Ad oggi e in base a quel che si legge sulla stampa, nel mentre da un lato si appresta a scrivere al vasto popolo della scuola una lettera per spiegare e far condividere una riforma contro cui i sindacati fanno sciopero perché hanno paura che noi gli togliamo il diritto di fare quello che vogliono, dall’altro parrebbe voler concedere agli stessi non poco.

Provando a sintetizzare:

-Il Piano triennale sarebbe solo proposto dal dirigente, ma poi elaborato dal Collegio dei docenti e infine approvato dal Consiglio d’istituto. E andrebbe pure bene, perché conforme alla normativa figurante nel D.P.R. 275/99, Regolamento dell’autonomia;

-Sembrerebbe anche ragionevole assicurare l’assunzione degli idonei degli ultimi concorsi con precedenza sui futuri vincitori, così come riservare una quota di posti, sempre a carico dei futuri concorsi, agli abilitati dei vari percorsi, unitamente al loro esonero dalle prove preselettive;

-Prima della piena attivazione degli albi territoriali si dovrebbe assicurare una mobilità straordinaria ai docenti di ruolo, una volta inclusi nel piano di assunzioni. Ma ciò procrastinerebbe una misura ritenuta essenziale.

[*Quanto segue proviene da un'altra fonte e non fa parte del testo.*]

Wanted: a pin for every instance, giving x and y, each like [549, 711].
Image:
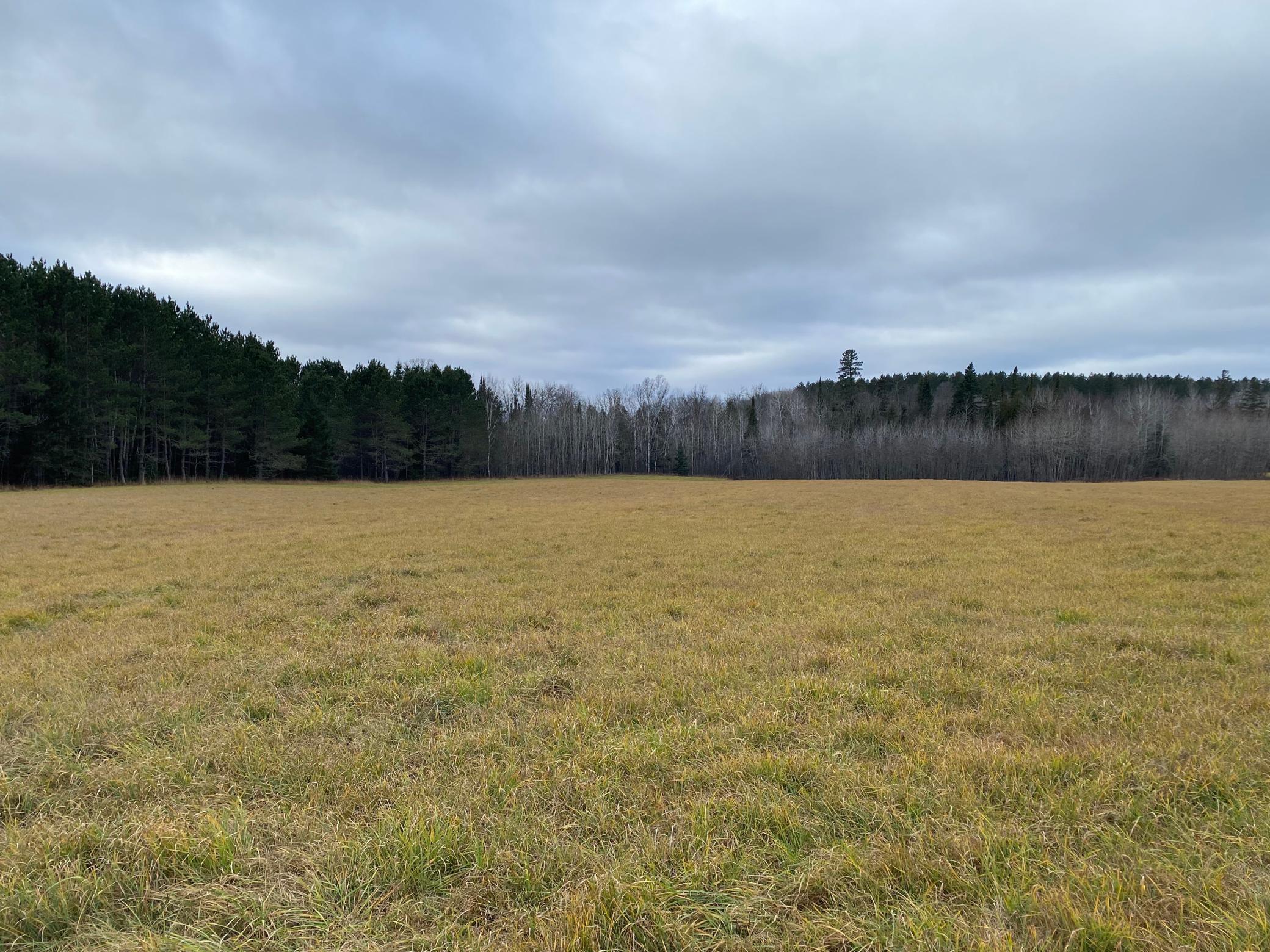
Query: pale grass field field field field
[636, 714]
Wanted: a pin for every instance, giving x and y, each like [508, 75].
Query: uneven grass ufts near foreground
[631, 714]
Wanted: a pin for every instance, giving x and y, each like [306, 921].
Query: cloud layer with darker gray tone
[724, 192]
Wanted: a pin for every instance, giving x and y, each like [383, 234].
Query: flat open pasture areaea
[637, 714]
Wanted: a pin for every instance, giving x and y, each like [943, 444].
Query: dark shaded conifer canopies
[103, 384]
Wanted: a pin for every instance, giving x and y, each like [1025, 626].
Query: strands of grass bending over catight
[636, 714]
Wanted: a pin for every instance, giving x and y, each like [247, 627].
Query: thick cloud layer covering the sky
[727, 192]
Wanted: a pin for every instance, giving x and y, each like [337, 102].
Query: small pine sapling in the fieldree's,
[681, 463]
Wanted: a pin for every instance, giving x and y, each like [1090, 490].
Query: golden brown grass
[624, 714]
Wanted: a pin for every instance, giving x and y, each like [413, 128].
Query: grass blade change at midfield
[636, 714]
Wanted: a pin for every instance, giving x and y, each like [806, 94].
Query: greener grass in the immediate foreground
[625, 714]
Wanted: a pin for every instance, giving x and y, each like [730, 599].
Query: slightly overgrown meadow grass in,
[636, 714]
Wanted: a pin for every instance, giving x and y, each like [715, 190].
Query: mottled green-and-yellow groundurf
[636, 714]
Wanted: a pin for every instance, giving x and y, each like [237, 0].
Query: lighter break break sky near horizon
[728, 192]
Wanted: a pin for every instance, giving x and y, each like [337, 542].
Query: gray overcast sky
[727, 192]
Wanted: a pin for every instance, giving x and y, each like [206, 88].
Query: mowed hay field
[637, 714]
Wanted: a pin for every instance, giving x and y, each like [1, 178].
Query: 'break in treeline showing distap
[103, 384]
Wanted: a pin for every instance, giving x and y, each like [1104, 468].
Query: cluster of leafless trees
[1032, 428]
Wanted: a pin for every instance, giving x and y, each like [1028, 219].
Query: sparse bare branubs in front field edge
[636, 714]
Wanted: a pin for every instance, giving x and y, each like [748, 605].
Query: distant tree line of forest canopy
[102, 384]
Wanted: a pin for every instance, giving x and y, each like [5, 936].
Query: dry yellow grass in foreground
[623, 714]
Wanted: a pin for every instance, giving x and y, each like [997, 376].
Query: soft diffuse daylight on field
[619, 714]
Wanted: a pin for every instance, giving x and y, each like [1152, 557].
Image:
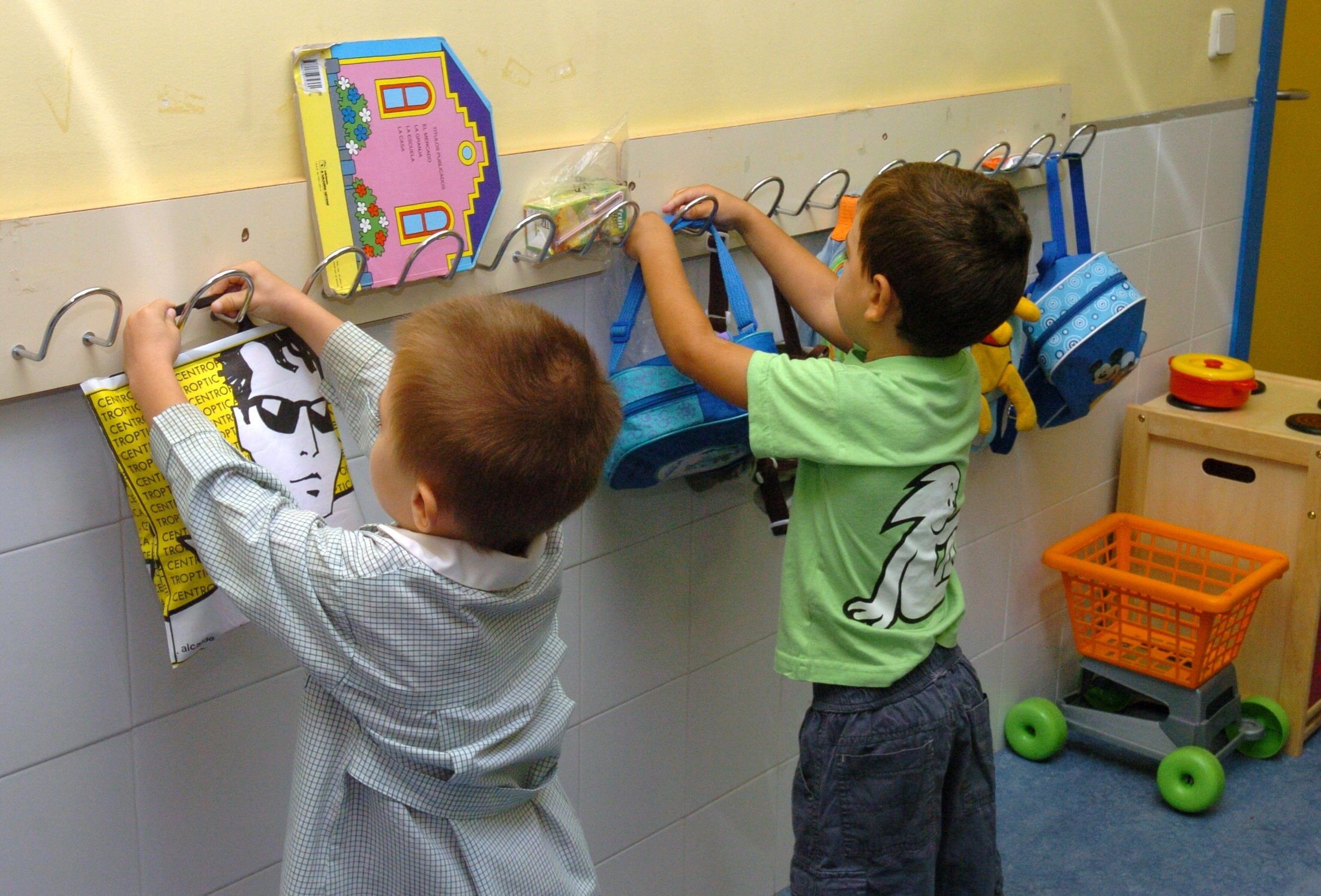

Decisamente indigeste, e discretamente confuse, si prospettano le altre notiziate modifiche:

-Togliere al dirigente le prerogative di attribuzione del bonus annuale ai docenti più meritevoli, per affidarle a un gruppo di valutazione, non si sa se esterno o formato dai cd. pari, in tal caso integrato o meno dalla presenza del dirigente. Ed, estensivamente, non luogo ad una generalizzata valutazione del dipendente personale;

-La chiamata dagli albi territoriali verrebbe affidata al Consiglio d’istituto, in cui il dirigente avrebbe, si presume, il solo potere di proposta;

-Resterebbe la facoltà del dirigente di scegliersi il suo staff, ma talune fonti la riattribuirebbero al Collegio dei docenti: e sarebbe un bel salto all’indietro, alla previsione pre-autonomistica del T.U. 297/94, prima dell’attribuzione della qualifica dirigenziale – farlocca – ai già capi d’istituto.

Se veramente Renzi cederà, la sua Strepitosa rivoluzione, dichiarata madre di tutte le riforme per rimodernare l’Italia, andrà a carte quarantotto.

E la scuola resterà impantanata nella sua attuale palude per almeno un’altra generazione.